Problem migracji dzieli UE, wpływa na wybory prezydenckie w USA, zaś Polskę skłania do budowy zasieków granicznych. To temat olbrzymiej wagi i państwa, które nie zarządzają nim w sposób systemowy, to zwykle te, do których nikt nie chce przybywać. Zwykle, bo wyjątkiem jest Polska. Należymy do państw, które wciąż nie prowadzą polityki migracyjnej, choć od dawna nie jesteśmy wyłącznie miejscem, z którego się ucieka. Liczba przybyszy szukających u nas zatrudnienia rośnie. Na koniec 2023 r., podaje GUS, pracowało u nas ponad 1 mln obcokrajowców, ale w rzeczywistości jest ich więcej.
Jak więc jednak dobrze zarządzać migracją?
Polityka AA
Przyznajmy szczerze, że – i od lewa do prawa, i bez względu na to, co mówimy oficjalnie – niemal wszyscy chcielibyśmy, by za chlebem przyjeżdżali wyłącznie pracowici, wykształceni i dobrzy ludzie, a wyjeżdżały niedouczone leniuchy bez serca. To przekonanie sprawia, że właściwie nigdzie na Zachodzie nie istnieje poparcie dla całkowicie otwartych ani dla całkowicie zamkniętych granic. Od rządów oczekuje się, że przygotują mechanizmy selekcji przybyszy i gwarancji, że będą oni się integrować z goszczącym ich społeczeństwem.
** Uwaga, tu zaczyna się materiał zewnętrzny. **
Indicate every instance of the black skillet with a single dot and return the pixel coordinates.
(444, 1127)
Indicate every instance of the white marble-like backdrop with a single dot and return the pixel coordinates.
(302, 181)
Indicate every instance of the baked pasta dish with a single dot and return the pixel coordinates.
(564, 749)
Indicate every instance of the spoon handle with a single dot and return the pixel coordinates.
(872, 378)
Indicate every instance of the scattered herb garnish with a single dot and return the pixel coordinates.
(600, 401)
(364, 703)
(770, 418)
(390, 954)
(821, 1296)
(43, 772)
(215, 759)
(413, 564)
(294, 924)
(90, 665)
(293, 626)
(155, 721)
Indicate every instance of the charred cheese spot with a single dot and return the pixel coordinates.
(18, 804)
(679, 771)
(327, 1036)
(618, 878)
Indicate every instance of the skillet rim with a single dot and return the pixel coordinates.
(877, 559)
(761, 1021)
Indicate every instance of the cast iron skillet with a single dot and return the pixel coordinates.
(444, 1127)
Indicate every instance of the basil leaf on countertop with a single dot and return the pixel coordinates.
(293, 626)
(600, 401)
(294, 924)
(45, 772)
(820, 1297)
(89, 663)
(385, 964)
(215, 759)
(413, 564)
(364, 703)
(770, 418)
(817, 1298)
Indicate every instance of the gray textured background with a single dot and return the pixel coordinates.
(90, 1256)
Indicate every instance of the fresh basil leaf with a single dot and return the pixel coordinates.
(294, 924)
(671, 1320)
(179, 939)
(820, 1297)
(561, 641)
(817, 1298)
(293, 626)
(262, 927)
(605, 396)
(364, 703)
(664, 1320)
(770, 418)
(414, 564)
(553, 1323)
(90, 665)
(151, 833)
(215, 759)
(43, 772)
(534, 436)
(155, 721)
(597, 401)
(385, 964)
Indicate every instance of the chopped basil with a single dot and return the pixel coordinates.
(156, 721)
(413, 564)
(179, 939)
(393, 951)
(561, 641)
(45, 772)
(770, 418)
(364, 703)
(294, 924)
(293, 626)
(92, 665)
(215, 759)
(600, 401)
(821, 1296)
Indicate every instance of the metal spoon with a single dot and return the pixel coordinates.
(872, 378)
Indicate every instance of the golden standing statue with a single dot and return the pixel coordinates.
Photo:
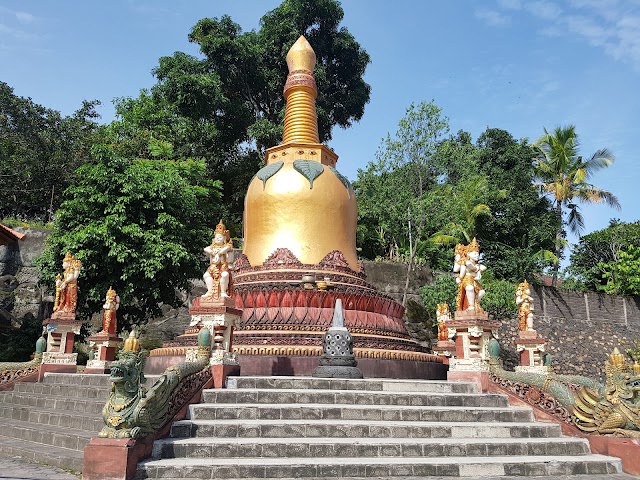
(469, 272)
(218, 275)
(443, 315)
(67, 286)
(109, 320)
(524, 301)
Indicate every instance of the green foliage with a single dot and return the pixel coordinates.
(18, 345)
(137, 226)
(623, 275)
(599, 248)
(563, 174)
(499, 301)
(517, 239)
(227, 104)
(39, 150)
(443, 290)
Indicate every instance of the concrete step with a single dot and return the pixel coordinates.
(369, 467)
(345, 397)
(360, 429)
(64, 418)
(67, 391)
(38, 453)
(73, 439)
(78, 379)
(62, 404)
(314, 411)
(365, 447)
(368, 384)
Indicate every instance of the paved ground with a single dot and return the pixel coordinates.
(13, 468)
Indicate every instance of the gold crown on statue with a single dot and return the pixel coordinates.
(221, 229)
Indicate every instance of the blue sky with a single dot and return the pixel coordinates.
(512, 64)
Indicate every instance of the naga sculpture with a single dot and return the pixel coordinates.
(614, 409)
(131, 410)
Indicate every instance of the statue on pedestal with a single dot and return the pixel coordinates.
(524, 301)
(443, 316)
(218, 275)
(111, 305)
(67, 286)
(469, 272)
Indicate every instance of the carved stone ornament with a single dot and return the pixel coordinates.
(475, 331)
(334, 258)
(282, 256)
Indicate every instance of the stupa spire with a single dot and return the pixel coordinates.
(300, 92)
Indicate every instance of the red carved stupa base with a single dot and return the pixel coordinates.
(287, 307)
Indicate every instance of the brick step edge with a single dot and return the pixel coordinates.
(32, 452)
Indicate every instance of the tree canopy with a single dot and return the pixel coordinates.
(445, 190)
(137, 226)
(39, 152)
(227, 105)
(563, 174)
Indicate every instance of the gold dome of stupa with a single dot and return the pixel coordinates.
(299, 201)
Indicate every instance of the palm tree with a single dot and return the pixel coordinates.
(564, 175)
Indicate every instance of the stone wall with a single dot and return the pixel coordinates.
(581, 329)
(20, 294)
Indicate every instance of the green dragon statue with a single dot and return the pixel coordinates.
(131, 410)
(615, 409)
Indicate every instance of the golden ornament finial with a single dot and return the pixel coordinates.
(616, 359)
(301, 56)
(300, 92)
(473, 246)
(222, 229)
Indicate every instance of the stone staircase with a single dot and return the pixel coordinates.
(286, 427)
(52, 421)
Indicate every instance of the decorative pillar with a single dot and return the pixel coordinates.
(471, 328)
(220, 318)
(338, 360)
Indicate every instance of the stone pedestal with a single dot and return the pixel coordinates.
(337, 360)
(531, 349)
(221, 318)
(104, 345)
(445, 349)
(59, 356)
(471, 333)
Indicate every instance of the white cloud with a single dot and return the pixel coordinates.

W latach 80. i 90. XX w. ogólno światowy trend polegał na liberalizacji polityk migracyjnych, ale wydarzenia pierwszych dwóch dekad nowego milenium, jak zamachy terrorystyczne, kazały wielu zwątpić, że to kierunek dobry. Dzisiejsze polityki są mocno zniuansowane, zaś obok celu ekonomicznego i humanitarnego przyświeca im także konieczność zapobiegania terroryzmowi i przestępczości. W takim właśnie duchu sformułowano pierwszą w historii Polski po 1989 r. oficjalną rządową strategię migracyjną i zarazem zapowiedź tego, że w końcu zaczniemy realizować jakąś systemowo zaplanowaną, a nie improwizowaną politykę w tej dziedzinie.